Naked injustice?


When Tammy Robinson called Polk County sheriffs to complain about threatening e-mail she had received, the police were courteous and helpful. So she was surprised when they returned to her home and seized her computers, her children's computer, her dresses -- even her vibrators.

Robinson maintains an adult website under the name Beckalynn, on which she is pictured posing nude. The raid was a result of police bringing pictures of Robinson to a judge, and the judge finding probable cause that a jury could find them obscene. She and her husband have been charged with selling sexually oriented photos and a video of themselves to an Internet network.

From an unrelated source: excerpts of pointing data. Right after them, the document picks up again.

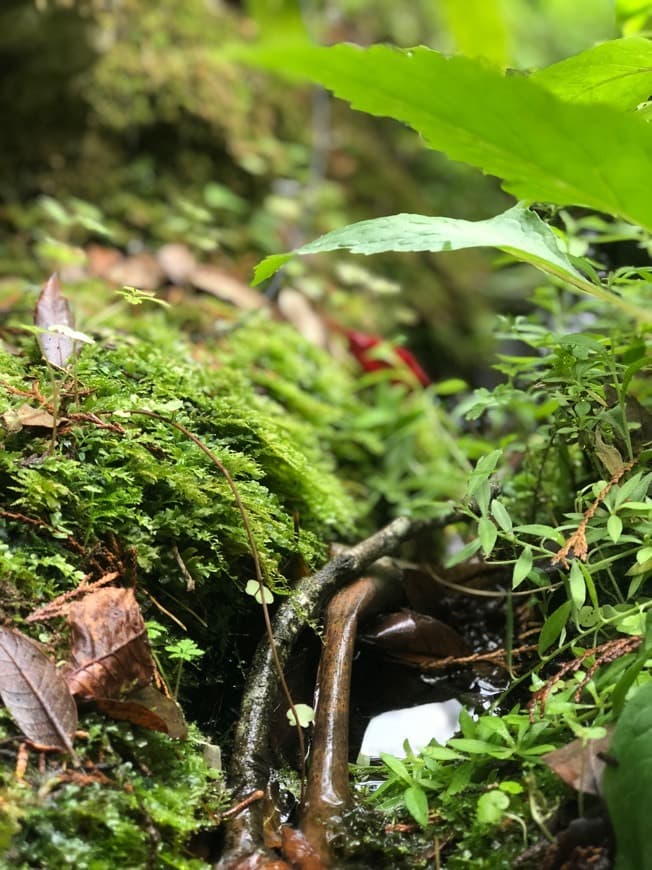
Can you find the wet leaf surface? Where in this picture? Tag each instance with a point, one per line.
(416, 633)
(149, 708)
(35, 692)
(52, 309)
(110, 654)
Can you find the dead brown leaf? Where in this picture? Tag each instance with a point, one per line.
(177, 261)
(110, 654)
(35, 692)
(60, 605)
(415, 633)
(148, 708)
(140, 270)
(578, 763)
(52, 309)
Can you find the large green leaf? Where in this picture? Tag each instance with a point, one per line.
(617, 73)
(544, 148)
(627, 782)
(518, 231)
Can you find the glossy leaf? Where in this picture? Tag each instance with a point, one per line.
(518, 231)
(487, 532)
(522, 567)
(616, 73)
(554, 625)
(545, 148)
(35, 692)
(416, 802)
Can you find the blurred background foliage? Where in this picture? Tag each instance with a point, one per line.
(127, 105)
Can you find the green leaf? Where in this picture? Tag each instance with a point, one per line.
(616, 73)
(576, 585)
(627, 783)
(614, 527)
(417, 804)
(522, 567)
(480, 747)
(478, 28)
(269, 266)
(305, 713)
(547, 533)
(518, 231)
(487, 532)
(491, 806)
(397, 767)
(441, 753)
(464, 553)
(253, 588)
(546, 149)
(499, 513)
(554, 625)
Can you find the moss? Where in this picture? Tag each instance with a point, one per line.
(136, 498)
(138, 808)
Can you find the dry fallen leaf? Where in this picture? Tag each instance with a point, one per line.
(148, 708)
(578, 763)
(177, 261)
(140, 270)
(52, 309)
(35, 692)
(60, 605)
(110, 654)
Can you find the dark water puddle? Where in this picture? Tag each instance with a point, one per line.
(392, 702)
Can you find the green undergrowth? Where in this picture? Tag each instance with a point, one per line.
(113, 489)
(137, 803)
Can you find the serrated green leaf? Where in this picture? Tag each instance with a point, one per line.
(478, 28)
(499, 513)
(417, 804)
(553, 626)
(522, 567)
(546, 149)
(487, 532)
(616, 73)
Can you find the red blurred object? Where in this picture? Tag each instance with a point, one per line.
(362, 344)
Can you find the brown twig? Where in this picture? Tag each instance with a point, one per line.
(327, 793)
(604, 654)
(252, 736)
(577, 541)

The matter raises profound questions about the meaning of the "community standards" clause of U.S. obscenity law in a world where a computer in Amsterdam can deliver a photo to Orlando in 10 seconds. "Currently there are obscenity laws on the books for books and magazines," says her attorney, David Wasserman. "I do not believe they are appropriate to apply to the web. ... We'd have to go around kidnapping people and bringing them here for trial."

For now, a federal civil-rights lawsuit is just a threat. But Robinson's First Amendment page recently turned up featured on the Best Political Site of the Day, a widely read political chronicle. "I'm not only fighting for my rights, but everyone else's as well," Robinson says on her site, which adds, "You have a RIGHT to see me naked."